For SDG3 Good Health and Well-being, Meghalaya has a decent composite score of 70. Immunization of children has reached 99% and there are low incidences of suicides, traffic accidents, and HIV. The composite score has been helped by the fact the maternal mortality rate and under-fives mortality rate are not factored in. Though we know these are high in Meghalaya, exact calculations are difficult in smaller populations. There may be flaws in the selected indices. Strangely, child malnutrition and anemia in women are not counted, even though we will see later in this article that they are part of the SDG2 Zero Hunger index. A glaring deficiency is the low numbers of health workers, only 25 doctors, nurses and midwives per ten thousand population.
Widespread hunger affects health
Meghalaya scores only 37 (red range) in SDG2 Zero Hunger, just above Jharkhand and Bihar. The high numbers of underweight and stunted children, anemic adolescents and women and the low consumption of cereals, have perennially dragged down Meghalaya’s ranking. One has only to drive through our villages to see from the roadside the scores of children who are evidently malnourished and vitamin deficient, what more in the remote villages.
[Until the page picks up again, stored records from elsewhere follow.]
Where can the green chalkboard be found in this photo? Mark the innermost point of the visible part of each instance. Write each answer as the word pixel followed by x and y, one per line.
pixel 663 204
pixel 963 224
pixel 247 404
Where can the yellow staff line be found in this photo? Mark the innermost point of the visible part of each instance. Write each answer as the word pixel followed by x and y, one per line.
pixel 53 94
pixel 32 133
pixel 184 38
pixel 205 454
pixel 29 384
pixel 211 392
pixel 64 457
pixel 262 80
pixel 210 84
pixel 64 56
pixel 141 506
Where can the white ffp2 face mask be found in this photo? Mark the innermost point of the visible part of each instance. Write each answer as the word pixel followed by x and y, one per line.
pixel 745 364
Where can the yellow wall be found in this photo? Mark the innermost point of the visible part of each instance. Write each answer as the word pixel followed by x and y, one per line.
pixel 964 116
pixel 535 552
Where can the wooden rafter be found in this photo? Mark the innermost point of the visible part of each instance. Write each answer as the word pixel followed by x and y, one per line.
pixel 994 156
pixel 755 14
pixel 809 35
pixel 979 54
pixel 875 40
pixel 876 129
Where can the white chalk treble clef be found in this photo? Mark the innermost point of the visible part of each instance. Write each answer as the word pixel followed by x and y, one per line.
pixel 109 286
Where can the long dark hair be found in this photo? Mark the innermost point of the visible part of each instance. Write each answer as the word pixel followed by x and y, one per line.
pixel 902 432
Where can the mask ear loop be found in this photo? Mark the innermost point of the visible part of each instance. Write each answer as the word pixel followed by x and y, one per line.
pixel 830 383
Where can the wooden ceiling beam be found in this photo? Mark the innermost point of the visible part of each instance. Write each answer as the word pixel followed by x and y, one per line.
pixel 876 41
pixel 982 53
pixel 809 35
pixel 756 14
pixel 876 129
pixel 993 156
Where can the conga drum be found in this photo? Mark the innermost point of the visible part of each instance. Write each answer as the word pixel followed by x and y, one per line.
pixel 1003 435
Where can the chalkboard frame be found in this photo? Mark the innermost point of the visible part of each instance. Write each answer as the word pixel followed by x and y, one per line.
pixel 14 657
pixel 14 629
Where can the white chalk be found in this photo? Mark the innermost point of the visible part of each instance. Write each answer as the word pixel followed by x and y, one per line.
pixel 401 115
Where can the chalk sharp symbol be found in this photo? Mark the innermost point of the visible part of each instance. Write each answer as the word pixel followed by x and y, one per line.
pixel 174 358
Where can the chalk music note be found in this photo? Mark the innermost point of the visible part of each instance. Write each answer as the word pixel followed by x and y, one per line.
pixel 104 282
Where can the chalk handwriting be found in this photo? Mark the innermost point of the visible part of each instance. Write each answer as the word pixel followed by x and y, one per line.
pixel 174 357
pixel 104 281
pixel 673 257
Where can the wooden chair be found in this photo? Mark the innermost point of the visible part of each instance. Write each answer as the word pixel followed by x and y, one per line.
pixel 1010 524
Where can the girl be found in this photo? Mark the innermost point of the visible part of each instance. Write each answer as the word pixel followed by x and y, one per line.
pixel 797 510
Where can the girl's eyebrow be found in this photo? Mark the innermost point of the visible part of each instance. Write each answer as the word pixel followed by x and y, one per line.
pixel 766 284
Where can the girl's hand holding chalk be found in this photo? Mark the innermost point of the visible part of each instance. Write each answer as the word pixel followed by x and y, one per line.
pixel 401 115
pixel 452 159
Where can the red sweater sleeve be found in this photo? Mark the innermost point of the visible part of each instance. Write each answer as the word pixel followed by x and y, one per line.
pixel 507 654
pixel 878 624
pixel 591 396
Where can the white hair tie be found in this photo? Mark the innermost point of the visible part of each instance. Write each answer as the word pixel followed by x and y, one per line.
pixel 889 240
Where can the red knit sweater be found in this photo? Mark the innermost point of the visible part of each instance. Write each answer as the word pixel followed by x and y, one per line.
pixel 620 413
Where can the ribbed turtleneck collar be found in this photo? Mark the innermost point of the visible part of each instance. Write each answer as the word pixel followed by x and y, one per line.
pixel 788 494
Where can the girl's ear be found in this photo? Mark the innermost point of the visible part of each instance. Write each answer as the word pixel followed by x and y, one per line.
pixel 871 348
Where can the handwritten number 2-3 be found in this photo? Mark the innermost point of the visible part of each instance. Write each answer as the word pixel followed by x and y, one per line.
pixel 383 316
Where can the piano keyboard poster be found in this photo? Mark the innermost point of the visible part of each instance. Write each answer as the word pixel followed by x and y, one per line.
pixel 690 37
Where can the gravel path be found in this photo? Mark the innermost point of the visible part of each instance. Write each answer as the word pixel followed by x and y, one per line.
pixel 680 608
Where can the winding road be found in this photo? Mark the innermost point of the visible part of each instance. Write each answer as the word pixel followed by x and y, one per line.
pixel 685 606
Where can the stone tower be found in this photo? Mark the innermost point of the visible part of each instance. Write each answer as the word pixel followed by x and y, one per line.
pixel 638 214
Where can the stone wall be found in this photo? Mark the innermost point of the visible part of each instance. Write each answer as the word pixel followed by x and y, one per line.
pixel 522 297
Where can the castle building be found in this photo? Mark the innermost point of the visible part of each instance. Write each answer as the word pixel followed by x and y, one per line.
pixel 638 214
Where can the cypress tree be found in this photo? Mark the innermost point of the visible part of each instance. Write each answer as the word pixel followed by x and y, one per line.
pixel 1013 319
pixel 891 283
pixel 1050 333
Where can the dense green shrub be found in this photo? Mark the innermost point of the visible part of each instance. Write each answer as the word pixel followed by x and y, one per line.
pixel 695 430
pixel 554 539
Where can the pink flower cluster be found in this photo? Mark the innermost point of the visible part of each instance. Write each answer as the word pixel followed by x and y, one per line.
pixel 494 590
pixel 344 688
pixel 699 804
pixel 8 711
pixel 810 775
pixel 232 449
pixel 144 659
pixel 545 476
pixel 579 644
The data on health is drawn from the National Family Health Survey 4 (2015-16). In the preamble to the SDG report NITI Aayog anticipates that the NFHS 5(2019-2020) data will improve future SDG scores. However, the NFHS 5 (2019-20) report for Meghalaya has already been released. Sadly, malnutrition has not improved and the infant mortality has in fact worsened. This calls into question the authenticity of the SDG health score for Meghalaya, and predicts an unhealthy future for our children.
So where are we?
As many as 21 States/UTs have developed and operationalized State Indicator Frameworks, an important first step. Twelve states have even developed District Indicator Frameworks. This has not yet been done in Meghalaya. At least it has not been uploaded by the Planning Department, which is the nodal SDG cell for the state, according to the Meghalaya state portal.
The chief minister on Aug 20, 2020, put this on his Facebook page, “Launched the SDG #Meghalaya Application today. This app will help us align our development priorities with Sustainable Development Goals for the State and will enable us to collect data right from the village and grassroot level.”
Apart from such bland announcements and routine exercises, the push to reaching the SDG targets is a non-starter. Already at the bottom of the heap in almost all social indicators, this desultory attitude portends tragedy for the people of Meghalaya.
A key strategy of the SDG approach is partnerships, emphasised most strongly by NITI Aayog. The government is not expected to do everything on its own. There are specific recommendations for collaboration with the private sector and community organizations. This convergence could be a winning formula for the SDGs in Meghalaya.